Venture capital firm VantagePoint Capital Partners, which made one of the most aggressive bets on backing cleantech startups, has stopped raising a planned $1.25 billion fund to put into cleantech companies due to lack of support from limited partners (the pensions and big investors that put money into venture capital funds), according to a report from Dow Jones VentureWire. VantagePoint started raising that fund (VantagePoint CleanTech Partners III) in late 2010.
It’s no surprise that LPs are growing cold on the sector. I discussed this with a panel of investors late last year at the VERGE conference. Salzman tells VentureWire that the reality from the LP community was: “show us the money.” Other firms that have pulled back (slightly or a lot) or changed their strategy to focus on green IT include Mohr Davidow, NEA, Draper Fisher Jurvetson, and Kleiner Perkins.

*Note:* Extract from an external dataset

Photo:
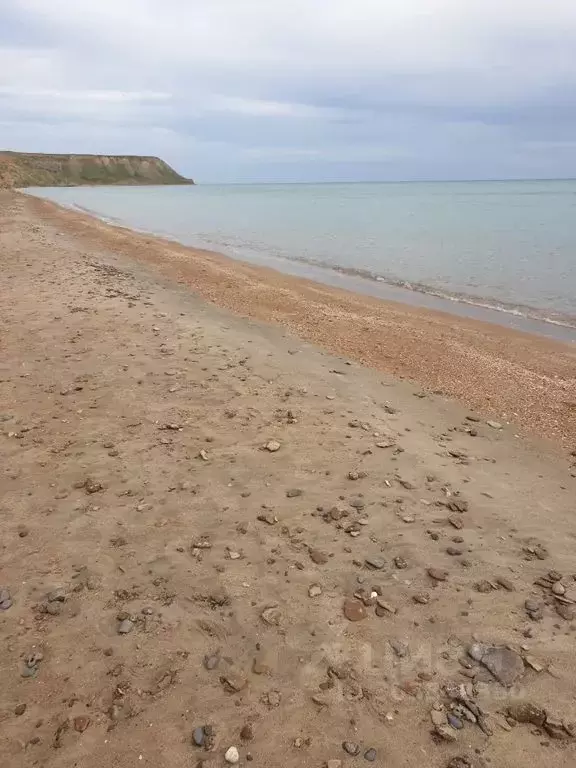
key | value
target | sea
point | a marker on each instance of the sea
(502, 251)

VantagePoint had a few wins, but it also has had many losses. On one hand VantagePoint backed Tesla and Solazyme, which both went public. But the company also backed firms like MiaSole, Serious Energy, Tendril, and Better Place, which have struggled. Bright Source was planning on going public but pulled the IPO in the 11th hour.

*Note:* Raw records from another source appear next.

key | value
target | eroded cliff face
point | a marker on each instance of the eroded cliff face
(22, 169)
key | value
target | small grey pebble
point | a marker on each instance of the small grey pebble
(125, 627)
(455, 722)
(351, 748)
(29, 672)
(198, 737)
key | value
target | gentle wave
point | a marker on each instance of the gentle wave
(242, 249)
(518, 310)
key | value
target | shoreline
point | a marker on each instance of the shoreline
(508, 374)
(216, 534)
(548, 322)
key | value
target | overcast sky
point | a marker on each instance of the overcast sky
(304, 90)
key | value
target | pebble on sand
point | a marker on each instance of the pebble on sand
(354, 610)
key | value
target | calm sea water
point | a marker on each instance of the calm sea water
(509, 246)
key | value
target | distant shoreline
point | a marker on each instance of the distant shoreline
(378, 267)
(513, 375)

Salzman embodied the aggressive all-in approach of cleantech investing. He told me in an interview in late 2011 that “when it comes to greentech investing, it’s basically all or nothing.” And instead of becoming more cautious when the market cooled following the 2008 recession, Salzman and VantagePoint seemed to double down.
VentureWire asked Salzman whether focusing VantagePoint on cleantech was a mistake, and Mr. Salzman told them: “I wouldn’t admit it if it was.”